A 15-year fight for an audit
In 2006, we set up the first national secondary breast cancer task force, producing the ‘Stand Up and be Counted’ report which called for UK Governments to make data collection on secondary breast cancer a requirement. Subsequently, the National Cancer Intelligence Network announced that from January 2009, this data would be collected.
By 2010 it had become apparent to us that this was not the case. Our work then led to the 2011 Cancer Strategy acknowledging the need for this data, securing a commitment to a data pilot. And, since 2013 because of this pilot and the subsequent recommendations, it has been compulsory for NHS trusts to collect data on people diagnosed with secondary breast cancer in their trust.
However, our ‘Secondary. Not Second Rate: Who’s counting’ 2016 report showed that two-thirds of hospital trusts in England were not collecting full data. Most recently, in our 2019 report ‘Unsurvivors: Until Things Change’, we again highlighted the unacceptable inaction in relation to data collection and its vital importance to ensuring effective design and provision of care, going further by calling on all UK Governments to commit to undertake national secondary breast cancer audits covering diagnosis, treatment and access to support.

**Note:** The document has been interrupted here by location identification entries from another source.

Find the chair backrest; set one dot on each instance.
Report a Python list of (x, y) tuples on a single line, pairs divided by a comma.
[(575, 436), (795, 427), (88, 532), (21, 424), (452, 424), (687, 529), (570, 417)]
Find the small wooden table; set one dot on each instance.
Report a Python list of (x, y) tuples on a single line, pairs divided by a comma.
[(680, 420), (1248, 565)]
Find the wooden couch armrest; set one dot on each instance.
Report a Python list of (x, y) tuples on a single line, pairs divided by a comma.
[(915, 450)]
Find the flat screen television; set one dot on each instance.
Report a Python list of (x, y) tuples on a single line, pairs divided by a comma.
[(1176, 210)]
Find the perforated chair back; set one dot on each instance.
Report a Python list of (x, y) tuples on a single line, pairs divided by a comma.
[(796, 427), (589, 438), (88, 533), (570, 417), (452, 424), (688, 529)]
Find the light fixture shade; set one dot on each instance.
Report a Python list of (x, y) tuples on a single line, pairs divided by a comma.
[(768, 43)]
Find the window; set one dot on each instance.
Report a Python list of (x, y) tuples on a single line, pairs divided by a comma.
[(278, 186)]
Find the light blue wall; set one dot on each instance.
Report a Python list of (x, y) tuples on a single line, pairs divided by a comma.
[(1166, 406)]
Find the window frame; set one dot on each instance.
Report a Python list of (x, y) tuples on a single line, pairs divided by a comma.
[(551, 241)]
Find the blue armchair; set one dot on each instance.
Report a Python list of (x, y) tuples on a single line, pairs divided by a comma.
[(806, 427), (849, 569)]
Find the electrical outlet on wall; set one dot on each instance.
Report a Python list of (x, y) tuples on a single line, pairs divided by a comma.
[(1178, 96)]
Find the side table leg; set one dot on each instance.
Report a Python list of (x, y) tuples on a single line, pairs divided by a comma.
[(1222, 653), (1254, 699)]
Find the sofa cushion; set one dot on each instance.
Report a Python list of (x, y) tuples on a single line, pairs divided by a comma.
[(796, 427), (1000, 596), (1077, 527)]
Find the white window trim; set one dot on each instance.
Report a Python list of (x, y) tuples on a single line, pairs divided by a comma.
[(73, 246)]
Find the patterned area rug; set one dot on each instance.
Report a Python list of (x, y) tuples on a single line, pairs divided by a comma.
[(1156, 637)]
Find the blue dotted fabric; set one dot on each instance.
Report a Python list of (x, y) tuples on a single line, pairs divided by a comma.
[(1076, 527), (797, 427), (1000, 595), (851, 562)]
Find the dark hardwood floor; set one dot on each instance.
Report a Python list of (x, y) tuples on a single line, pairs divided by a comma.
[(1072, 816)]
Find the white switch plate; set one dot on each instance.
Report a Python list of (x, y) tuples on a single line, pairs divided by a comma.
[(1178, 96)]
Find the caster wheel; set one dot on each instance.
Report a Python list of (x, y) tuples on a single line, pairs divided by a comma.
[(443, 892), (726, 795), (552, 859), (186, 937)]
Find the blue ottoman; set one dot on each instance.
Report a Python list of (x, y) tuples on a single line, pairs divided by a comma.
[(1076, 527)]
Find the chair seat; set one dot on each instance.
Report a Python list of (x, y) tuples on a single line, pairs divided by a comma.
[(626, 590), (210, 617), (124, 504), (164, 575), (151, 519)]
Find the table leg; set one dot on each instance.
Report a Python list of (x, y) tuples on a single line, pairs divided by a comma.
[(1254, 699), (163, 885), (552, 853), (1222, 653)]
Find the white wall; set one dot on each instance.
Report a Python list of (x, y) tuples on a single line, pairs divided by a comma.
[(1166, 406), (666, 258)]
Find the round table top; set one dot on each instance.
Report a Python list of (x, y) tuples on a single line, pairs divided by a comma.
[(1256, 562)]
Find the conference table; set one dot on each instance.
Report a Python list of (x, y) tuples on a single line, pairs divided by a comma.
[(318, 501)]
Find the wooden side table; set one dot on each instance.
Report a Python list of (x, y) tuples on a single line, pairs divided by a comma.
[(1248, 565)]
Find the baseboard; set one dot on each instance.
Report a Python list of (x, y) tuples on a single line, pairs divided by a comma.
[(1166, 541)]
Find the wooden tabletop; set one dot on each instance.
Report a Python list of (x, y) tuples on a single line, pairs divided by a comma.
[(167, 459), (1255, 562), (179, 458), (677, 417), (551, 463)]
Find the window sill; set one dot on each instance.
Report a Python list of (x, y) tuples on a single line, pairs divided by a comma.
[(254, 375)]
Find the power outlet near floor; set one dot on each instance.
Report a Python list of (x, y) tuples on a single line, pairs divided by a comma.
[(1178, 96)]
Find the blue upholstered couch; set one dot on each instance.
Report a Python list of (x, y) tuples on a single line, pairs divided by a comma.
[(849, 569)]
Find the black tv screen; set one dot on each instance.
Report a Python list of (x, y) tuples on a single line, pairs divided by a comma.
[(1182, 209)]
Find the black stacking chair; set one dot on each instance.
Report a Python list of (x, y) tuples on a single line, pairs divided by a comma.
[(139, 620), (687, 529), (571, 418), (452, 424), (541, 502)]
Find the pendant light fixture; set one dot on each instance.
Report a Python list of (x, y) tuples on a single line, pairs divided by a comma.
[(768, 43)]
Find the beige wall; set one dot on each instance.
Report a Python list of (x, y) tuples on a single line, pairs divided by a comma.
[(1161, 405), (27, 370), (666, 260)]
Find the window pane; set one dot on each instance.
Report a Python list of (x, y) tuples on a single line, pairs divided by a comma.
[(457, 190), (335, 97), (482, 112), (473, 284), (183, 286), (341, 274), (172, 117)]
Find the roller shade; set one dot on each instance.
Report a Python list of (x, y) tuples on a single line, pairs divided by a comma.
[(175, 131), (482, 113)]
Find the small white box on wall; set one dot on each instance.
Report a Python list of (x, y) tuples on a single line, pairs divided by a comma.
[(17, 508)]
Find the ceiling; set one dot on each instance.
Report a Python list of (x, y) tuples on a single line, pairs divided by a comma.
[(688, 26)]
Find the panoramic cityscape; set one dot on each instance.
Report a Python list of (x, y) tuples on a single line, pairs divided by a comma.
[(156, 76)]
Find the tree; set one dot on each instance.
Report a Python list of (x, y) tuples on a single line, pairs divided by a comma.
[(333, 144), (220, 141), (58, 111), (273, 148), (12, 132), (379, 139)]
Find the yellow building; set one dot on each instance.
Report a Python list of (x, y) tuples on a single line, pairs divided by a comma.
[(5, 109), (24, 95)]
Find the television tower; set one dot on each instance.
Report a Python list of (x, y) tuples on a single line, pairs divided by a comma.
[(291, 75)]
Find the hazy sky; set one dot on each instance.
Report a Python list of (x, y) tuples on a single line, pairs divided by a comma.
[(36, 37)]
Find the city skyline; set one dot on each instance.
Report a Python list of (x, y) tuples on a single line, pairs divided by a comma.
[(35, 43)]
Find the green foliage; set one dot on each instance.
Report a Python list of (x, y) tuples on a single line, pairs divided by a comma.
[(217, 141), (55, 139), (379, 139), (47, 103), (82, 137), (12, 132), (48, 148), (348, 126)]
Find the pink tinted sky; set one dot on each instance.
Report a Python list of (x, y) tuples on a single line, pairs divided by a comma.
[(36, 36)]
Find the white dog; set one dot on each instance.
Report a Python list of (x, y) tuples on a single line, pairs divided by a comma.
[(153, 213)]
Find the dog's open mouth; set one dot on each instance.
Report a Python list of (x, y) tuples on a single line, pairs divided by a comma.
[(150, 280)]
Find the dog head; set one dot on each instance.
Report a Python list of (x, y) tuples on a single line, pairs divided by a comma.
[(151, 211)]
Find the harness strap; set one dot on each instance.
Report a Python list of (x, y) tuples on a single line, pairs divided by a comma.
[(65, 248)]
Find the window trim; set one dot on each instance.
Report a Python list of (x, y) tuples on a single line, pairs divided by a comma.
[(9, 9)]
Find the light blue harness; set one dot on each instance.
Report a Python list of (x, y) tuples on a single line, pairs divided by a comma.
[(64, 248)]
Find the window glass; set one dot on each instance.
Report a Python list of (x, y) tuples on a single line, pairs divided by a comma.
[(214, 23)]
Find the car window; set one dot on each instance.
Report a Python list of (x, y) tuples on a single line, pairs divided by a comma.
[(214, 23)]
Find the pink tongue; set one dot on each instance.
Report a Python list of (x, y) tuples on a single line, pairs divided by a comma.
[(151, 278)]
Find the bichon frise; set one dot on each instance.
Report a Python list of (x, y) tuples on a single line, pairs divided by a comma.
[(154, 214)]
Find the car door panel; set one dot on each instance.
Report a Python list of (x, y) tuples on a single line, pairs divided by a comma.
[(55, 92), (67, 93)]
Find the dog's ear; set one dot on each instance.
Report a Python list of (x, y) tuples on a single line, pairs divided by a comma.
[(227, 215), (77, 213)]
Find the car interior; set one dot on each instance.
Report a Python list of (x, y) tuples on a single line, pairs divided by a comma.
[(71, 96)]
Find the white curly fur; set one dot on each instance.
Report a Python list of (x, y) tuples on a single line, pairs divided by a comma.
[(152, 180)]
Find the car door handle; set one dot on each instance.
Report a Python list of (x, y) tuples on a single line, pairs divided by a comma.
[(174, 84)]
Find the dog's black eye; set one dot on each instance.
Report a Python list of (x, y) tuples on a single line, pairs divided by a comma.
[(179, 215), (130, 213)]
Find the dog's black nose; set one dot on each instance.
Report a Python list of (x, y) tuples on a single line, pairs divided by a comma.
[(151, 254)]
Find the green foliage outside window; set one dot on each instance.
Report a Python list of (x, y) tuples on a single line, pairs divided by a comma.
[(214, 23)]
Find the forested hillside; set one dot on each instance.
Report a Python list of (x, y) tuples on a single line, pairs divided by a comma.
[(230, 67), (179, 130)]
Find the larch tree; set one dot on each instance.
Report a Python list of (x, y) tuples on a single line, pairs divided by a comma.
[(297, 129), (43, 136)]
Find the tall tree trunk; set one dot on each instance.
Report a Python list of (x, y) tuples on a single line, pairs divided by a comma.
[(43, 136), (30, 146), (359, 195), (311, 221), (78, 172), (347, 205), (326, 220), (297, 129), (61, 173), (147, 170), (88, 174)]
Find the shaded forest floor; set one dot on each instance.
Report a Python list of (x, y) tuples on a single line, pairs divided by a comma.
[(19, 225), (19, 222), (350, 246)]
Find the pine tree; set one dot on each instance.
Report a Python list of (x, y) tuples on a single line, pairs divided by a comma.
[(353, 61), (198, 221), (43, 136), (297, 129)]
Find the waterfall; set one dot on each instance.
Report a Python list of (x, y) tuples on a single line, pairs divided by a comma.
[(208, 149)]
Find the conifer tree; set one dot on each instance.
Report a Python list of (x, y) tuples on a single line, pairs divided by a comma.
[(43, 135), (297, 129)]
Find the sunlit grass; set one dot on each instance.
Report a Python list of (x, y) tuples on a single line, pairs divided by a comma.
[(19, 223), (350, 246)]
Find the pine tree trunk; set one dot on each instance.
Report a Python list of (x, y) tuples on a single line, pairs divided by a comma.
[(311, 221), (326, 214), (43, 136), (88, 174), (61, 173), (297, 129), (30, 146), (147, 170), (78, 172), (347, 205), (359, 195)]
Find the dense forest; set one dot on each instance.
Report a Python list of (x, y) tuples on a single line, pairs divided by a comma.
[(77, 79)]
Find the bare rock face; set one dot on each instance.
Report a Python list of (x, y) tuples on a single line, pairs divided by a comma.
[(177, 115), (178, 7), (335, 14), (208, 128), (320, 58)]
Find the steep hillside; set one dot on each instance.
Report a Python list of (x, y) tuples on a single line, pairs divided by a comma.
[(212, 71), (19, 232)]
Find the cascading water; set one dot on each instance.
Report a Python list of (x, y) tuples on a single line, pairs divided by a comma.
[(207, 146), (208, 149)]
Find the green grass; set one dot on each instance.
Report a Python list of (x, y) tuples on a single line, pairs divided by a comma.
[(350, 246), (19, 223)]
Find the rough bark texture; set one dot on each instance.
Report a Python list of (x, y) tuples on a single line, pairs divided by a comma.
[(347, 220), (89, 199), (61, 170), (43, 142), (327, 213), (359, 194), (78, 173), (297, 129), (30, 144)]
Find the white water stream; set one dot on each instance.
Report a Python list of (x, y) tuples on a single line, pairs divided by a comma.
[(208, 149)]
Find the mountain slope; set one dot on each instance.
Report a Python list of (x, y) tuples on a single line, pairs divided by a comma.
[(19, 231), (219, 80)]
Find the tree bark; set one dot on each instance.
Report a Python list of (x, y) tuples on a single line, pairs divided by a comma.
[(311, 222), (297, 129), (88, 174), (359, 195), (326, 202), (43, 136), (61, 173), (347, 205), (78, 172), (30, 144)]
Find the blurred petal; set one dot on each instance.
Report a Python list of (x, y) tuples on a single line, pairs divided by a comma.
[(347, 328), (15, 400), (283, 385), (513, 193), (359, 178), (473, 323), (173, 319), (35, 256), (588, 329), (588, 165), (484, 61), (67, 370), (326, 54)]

Over the last 15 years, our amazing supporters have backed our campaigns, raised their voices with us, shared their experiences and been central to showcasing why data on secondary breast cancer must be improved. It is only with their tireless support that we have now made that a reality through a National Secondary Breast Cancer Audit.
What impact will an audit have?
This fantastic achievement securing an audit in England and Wales means that we will no longer need to estimate the number of people living with this disease. We will begin to understand the experiences of people with secondary breast cancer - the outcomes of different care and treatment and the differences across the country.
We hope this will in turn lead to patients living with this disease being better supported and less alone; to cancer services and clinical trials being planned to meet their needs, to the cancer workforce required being known, including the number of specialist secondary breast cancer nurses needed.
This breakthrough simply would not have happened without the commitment and determination of our supporters. They have forced this issue to the top of the agenda, highlighting the need and support that has finally delivered a secondary breast cancer audit.
Whether you have supported this campaign since the beginning or got involved with one of our more recent actions, we want to say a massive thank you – this win is down to you!
We will be working with HQIP, NHS England, and the Welsh Government as they plan for the audit. Audits are huge projects and it will take time to set up and collect the data. While data from the audit won’t be available immediately, when it is ready, it will give us information like we’ve never seen before on secondary breast cancer - helping to improve the experiences of people living with this disease across treatment, care, and support.
We are eager to see similar audits implemented in Scotland and Northern Ireland and we will continue to call for this as part of our campaigning.